There were, of course, headlines for other reasons, ranging from the explosive to the bizarre.
O’Sullivan was extremely unwise to bad mouth Stephen Hendry in such graceless terms before their 2002 Crucible semi-final, which Hendry devoted every conceivable ounce of energy and concentration into winning.
In 2006, he walked out of his match against Hendry at the UK Championship, a gross lapse in professionalism to some, proof of the debilitating effects of his depression to others.
In China in 2008 his crude behaviour in a press conference was front page news, although it soon began to look like a lot of fuss about very little.
The cracks in his fragile character were laid bare at the Crucible in 2005 when he went to pieces as Peter Ebdon grimly ground him down in their World Championship quarter-final.
Yet it is these very human qualities that have endeared O’Sullivan to so many.

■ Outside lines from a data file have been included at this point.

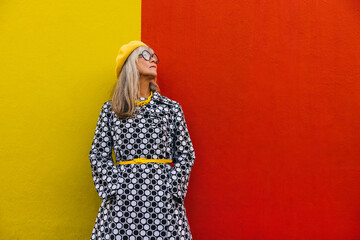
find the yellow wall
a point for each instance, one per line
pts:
(56, 70)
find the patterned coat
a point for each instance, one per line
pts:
(142, 201)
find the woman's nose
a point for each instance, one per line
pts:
(153, 59)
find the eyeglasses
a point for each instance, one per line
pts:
(148, 56)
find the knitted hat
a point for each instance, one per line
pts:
(123, 54)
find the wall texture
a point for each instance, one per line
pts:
(57, 62)
(270, 91)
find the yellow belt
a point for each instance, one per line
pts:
(144, 160)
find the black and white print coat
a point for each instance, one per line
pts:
(142, 201)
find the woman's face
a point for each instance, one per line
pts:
(147, 68)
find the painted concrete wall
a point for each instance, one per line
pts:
(57, 62)
(271, 93)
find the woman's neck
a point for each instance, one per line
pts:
(144, 90)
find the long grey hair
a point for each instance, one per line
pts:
(128, 86)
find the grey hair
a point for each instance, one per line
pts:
(128, 85)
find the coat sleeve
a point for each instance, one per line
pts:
(183, 156)
(104, 171)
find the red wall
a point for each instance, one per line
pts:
(271, 95)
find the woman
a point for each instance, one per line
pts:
(142, 193)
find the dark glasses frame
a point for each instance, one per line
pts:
(151, 56)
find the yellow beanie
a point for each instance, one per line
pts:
(123, 54)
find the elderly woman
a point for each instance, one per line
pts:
(144, 188)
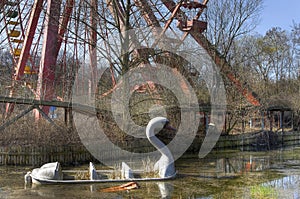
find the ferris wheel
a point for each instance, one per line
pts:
(51, 40)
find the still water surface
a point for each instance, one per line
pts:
(222, 174)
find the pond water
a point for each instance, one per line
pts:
(222, 174)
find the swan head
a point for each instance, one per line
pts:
(165, 165)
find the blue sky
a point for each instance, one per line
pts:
(279, 14)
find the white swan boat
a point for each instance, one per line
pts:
(52, 173)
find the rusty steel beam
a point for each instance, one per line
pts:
(64, 23)
(35, 13)
(45, 86)
(34, 17)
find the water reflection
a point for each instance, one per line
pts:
(226, 167)
(159, 189)
(287, 187)
(222, 174)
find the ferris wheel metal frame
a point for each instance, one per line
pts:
(55, 28)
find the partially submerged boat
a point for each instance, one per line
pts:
(52, 173)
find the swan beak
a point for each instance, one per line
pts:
(169, 127)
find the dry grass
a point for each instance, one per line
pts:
(27, 132)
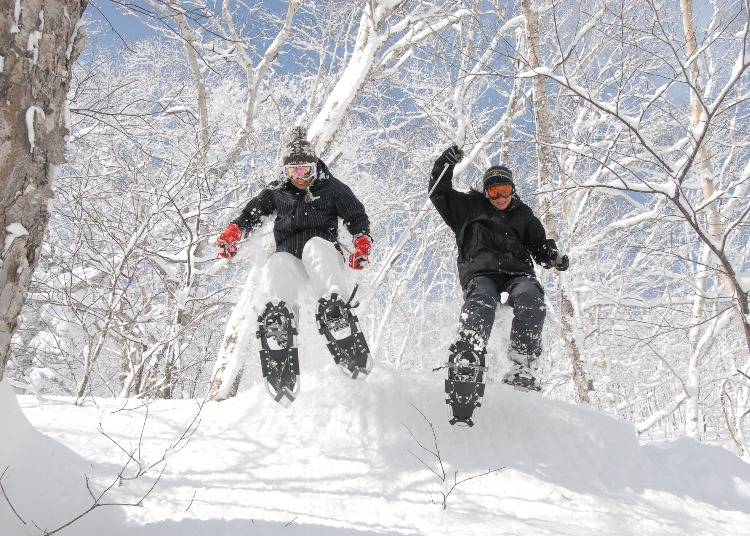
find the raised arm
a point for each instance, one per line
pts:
(440, 188)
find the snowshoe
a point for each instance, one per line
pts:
(464, 387)
(278, 355)
(347, 344)
(522, 378)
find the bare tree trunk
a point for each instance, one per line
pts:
(36, 57)
(546, 160)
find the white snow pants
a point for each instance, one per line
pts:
(321, 268)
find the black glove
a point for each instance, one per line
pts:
(561, 263)
(451, 156)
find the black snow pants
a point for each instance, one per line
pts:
(525, 295)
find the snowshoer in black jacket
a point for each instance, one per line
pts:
(497, 236)
(308, 204)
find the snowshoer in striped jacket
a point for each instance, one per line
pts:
(307, 204)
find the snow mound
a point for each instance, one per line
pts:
(353, 457)
(45, 482)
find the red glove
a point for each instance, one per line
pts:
(362, 247)
(228, 241)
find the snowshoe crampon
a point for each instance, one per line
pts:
(278, 355)
(464, 387)
(522, 379)
(347, 344)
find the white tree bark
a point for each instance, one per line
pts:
(545, 165)
(39, 42)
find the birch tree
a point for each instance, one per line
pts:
(38, 46)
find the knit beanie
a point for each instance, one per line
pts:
(497, 175)
(299, 150)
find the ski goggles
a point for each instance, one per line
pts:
(300, 171)
(497, 191)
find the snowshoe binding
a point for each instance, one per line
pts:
(278, 355)
(347, 344)
(464, 387)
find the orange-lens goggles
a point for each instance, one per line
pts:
(499, 190)
(300, 171)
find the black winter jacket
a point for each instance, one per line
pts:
(490, 241)
(298, 220)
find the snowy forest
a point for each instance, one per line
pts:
(625, 125)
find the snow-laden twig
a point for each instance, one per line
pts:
(439, 470)
(2, 488)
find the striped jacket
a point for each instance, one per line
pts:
(298, 219)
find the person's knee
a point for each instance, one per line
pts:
(528, 294)
(482, 290)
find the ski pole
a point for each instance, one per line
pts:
(395, 252)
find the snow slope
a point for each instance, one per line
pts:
(342, 461)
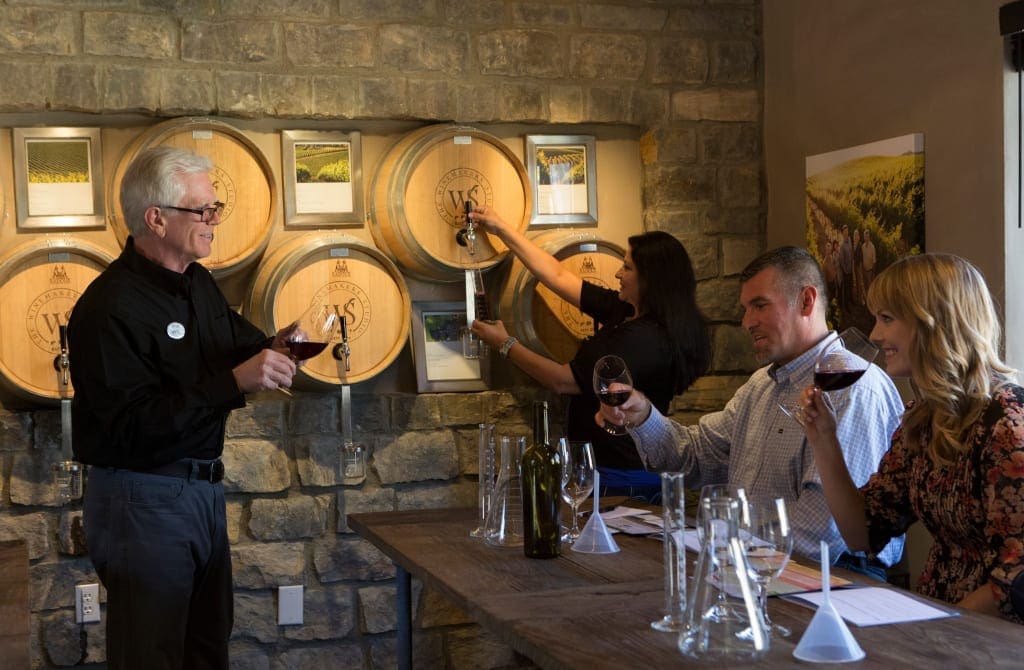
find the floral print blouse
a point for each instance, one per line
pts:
(974, 508)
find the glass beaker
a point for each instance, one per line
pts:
(485, 476)
(723, 618)
(504, 527)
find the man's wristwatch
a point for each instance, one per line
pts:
(507, 346)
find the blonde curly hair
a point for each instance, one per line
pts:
(954, 359)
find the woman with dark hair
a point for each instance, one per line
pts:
(652, 322)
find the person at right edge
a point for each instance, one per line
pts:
(752, 443)
(651, 322)
(956, 462)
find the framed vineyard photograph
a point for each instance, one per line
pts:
(58, 178)
(562, 172)
(323, 178)
(440, 366)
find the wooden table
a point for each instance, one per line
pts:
(587, 611)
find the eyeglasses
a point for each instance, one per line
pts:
(206, 213)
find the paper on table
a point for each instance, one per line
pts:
(873, 605)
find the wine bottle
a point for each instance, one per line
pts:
(542, 475)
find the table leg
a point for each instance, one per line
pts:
(404, 614)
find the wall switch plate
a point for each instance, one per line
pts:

And it is he, more than any other player, who has drawn new fans to the sport, particularly in areas such as Europe and China where snooker has grown in considerable ways in the last ten years.
O’Sullivan cannot boast the consistent record Hendry enjoyed in the 90s but has been responsible for many of the most memorable moments of this decade.
In 2007, he made a century in each of the five frames he won against Ali Carter in the Northern Ireland Trophy.
The same year he ended an epic UK Championship semi-final against Mark Selby with a maximum.
He lost two terrific Masters finals in deciders, first to Paul Hunter in 2004 and then to Higgins in 2006.
And he destroyed Higgins in the 2005 Wembley final and then Ding Junhui in 2007, putting together snooker Steve Davis described as “unplayable.”
For O’Sullivan, this was a decade in which, for all his frailties and love-hate relationship with snooker, he came of age as a player.
Our sport should consider itself lucky to have him.